2020年8月9日

『鬼滅の刃』について

『鬼滅の刃』に夢中になっている子供は、出版社、集英社の金儲けの為に踊らされており、もっと立派で面白い過去の作品を知らないだけである。子供騙しという言葉がこれほどふさわしい作品は、他に『ワンピース』くらいだろう。
 鬼滅はネヅ子が口枷から救済された場面以外、筋の上で必要がない物語だ。その他の部分は間延びさせられていて、特に物語を含まない単なる戦闘シーンの繰り返しという意味で、『ドラゴンボール』以前、『北斗の拳』辺りからはじまったのだろう、いつものジャンプのパターンを踏襲しているのだろう。アリストテレス『詩学』によれば、筋が物語の本質であれば、この鬼滅の刃は全体が間延びしているだけで特段みるべき筋もない。鬼に家族を殺され、鬼にされた妹を救い、鬼の親玉を倒す、そして昔からよくある夢オチ。絵も(ジャンプ史上、鳥山明と比べられるのが酷なのだろうが)決して上手ではない。その種のかなりの駄作、というよりおおよそ無内容な作品に夢中になっている人々は、子供ならいざ知らず、他に古典という参照先が無数にある大人の間であれば、単に自分の文学的素養のなさを暴露しているだけに終わるだろう。それを恥じる所もないのでそうなのだろうが。
 特にネヅ子を性差的にか弱き女子、守られるべき妹として被虐的存在に描いている所が陳腐で気にいらない。勿論、日本(大正期)版の救世主的騎士道物語、その典型構図といえるのだろうが。ネヅ子が救済され口枷をはずされてからも知恵遅れの様に描いている点も、性差に対する偏見を強化するだけに思う。
 子供、特に少年がこの話に夢中になるのは、単にチャンバラ欲求を満たしてくれるからだ。イケニエの妹を守り、正義、勇気、友情など少年の心に感染しやすい徳を教える説話の元で(それらはよいことだろうが)、辛い修行を重ねつつ、強い敵を次々倒していくという、分かり易い成長物語も子供心に訴える。

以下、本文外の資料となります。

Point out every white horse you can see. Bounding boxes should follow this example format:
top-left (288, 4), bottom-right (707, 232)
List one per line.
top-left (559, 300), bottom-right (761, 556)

『ドラゴンボール』の基本はやはりその種の少年の成長物語だが、最終的には主人公の死後の世界、子や孫の世代まで描かれる。単にスケールの壮大さが違うだけでなく、筋書きそのものが遥かに複雑で、やはり救世主の冒険活劇ではあるが、微妙なニュアンスで上品下品さまざまなユーモアが入り混じる。それだけでなく、登場人物ら全てにはっきりした個性の差があり、性差も多様に描かれている。甚だ気の強い女性や弱虫の男がいるくらいではなく、各々の性格的差が多声的に、物語の細かな筋書きに重大な影響を与え続ける。擬人化動物や異星人など幻想的存在も、機械や人造人間などSF的存在も出てくる。
(現実に異星人が幻想的存在とは限らないが、というか科学的に実在するだろうが、ここではそもそも主人公が現生人類とそっくりな人型の異星人なのも含めそうした)
 自分は大人になってからも『ドラゴンボール』全体を読み直したが、ここ最近読んだ『鬼滅の刃』では到底太刀打ちできない漫画だと思う。それだけ実力、あるいは文学的内容の差がある。世界全体でありうる群像劇うち一体どの部分を抽出し、作劇法の元で人に見せるか。駄作に時を費やすのは全くの無駄だ。